Immunofluorescence analysis of CYLD was done on 70% confluent log phase SHSY5Y cells. The cells were fixed with 4% paraformaldehyde for 15 minutes, permeabilized with 0.25% Triton™ X-100 for 10 minutes, and blocked with 5% BSA for 1 hour at room temperature. The cells were labeled with CYLD Mouse Monoclonal Antibody (437700) at 1ug/mL in 1% BSA and incubated for 3 hours at room temperature and then labeled with Goat anti-Mouse IgG (H+L) Superclonal™ Secondary Antibody, Alexa Fluor® 488 conjugate (Product # A28175) at a dilution of 1:2000 for 45 minutes at room temperature (Panel a: green). Nuclei (Panel b: blue) were stained with SlowFade® Gold Antifade Mountant with DAPI (S36938). F-actin (Panel c: red) was stained with Alexa Fluor® 555 Rhodamine Phalloidin (Product # R415, 1:300). Panel d is a merged image showing cytoplasmic localization. Panel e is a no primary antibody control. The images were captured at 60X magnification.

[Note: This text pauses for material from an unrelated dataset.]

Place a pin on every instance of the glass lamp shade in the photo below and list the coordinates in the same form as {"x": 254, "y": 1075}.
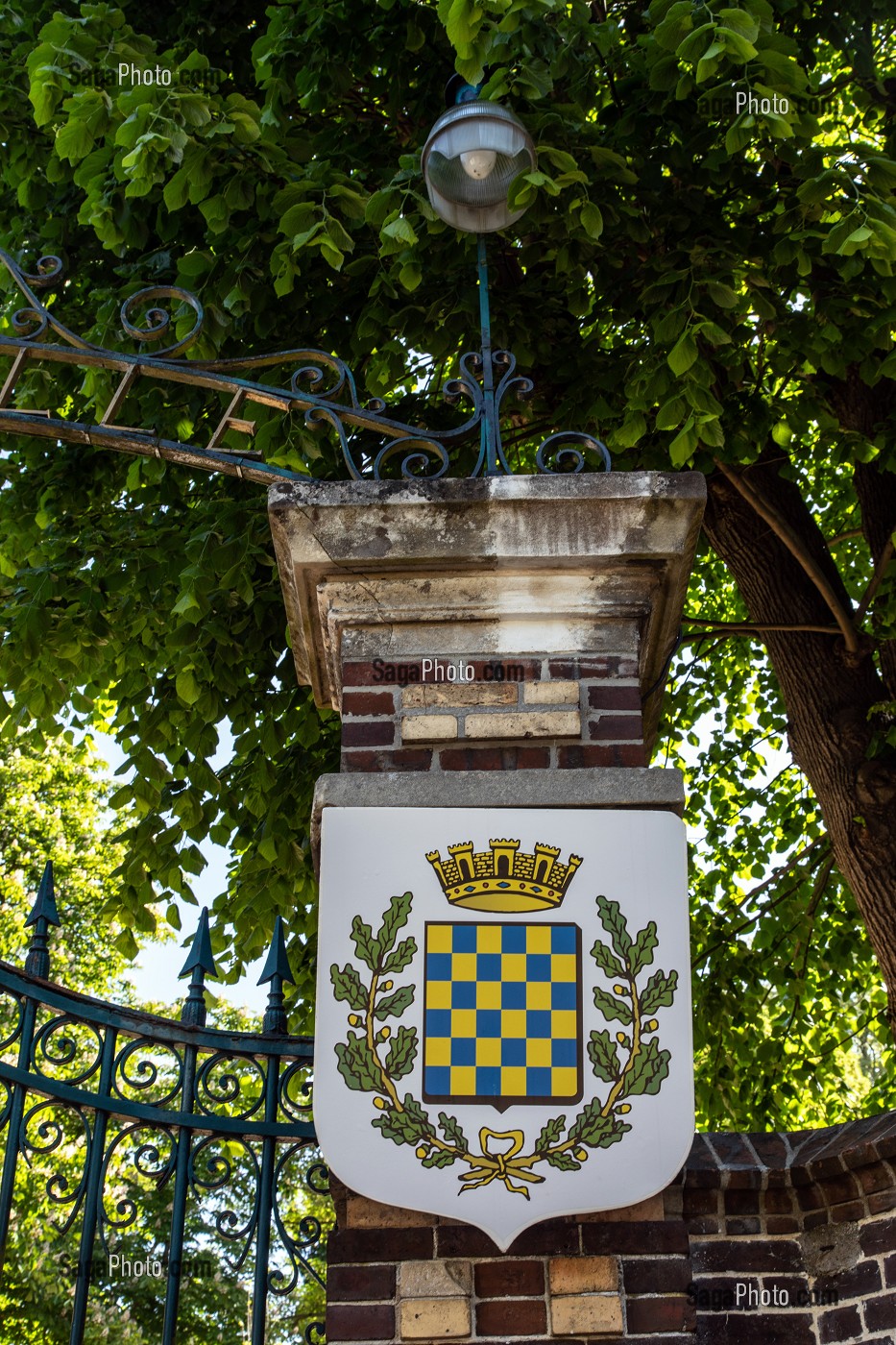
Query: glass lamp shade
{"x": 470, "y": 159}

|Tested species reactivity||Bovine, Horse, Human, Mouse, Non-human primate, Rat|
|Host / Isotype||Mouse / IgG1|
|Immunogen||Recombinant protein derived from the N-terminus of human CYLD protein|
|Storage buffer||PBS, pH 7.4|
|Contains||0.1% sodium azide|
|Storage Conditions||Store at 4°C short term. For long term storage, store at -20°C, avoiding freeze/thaw cycles.|
|Tested Applications||Dilution *|
|Immunocytochemistry (ICC)||1 µg/ml|
|Immunofluorescence (IF)||1 µg/ml|
|Immunohistochemistry (Paraffin) (IHC (P))||1:10-1:50|
|Western Blot (WB)||Assay Dependent|
* Suggested working dilutions are given as a guide only. It is recommended that the user titrate the product for use in their own experiment using appropriate negative and positive controls.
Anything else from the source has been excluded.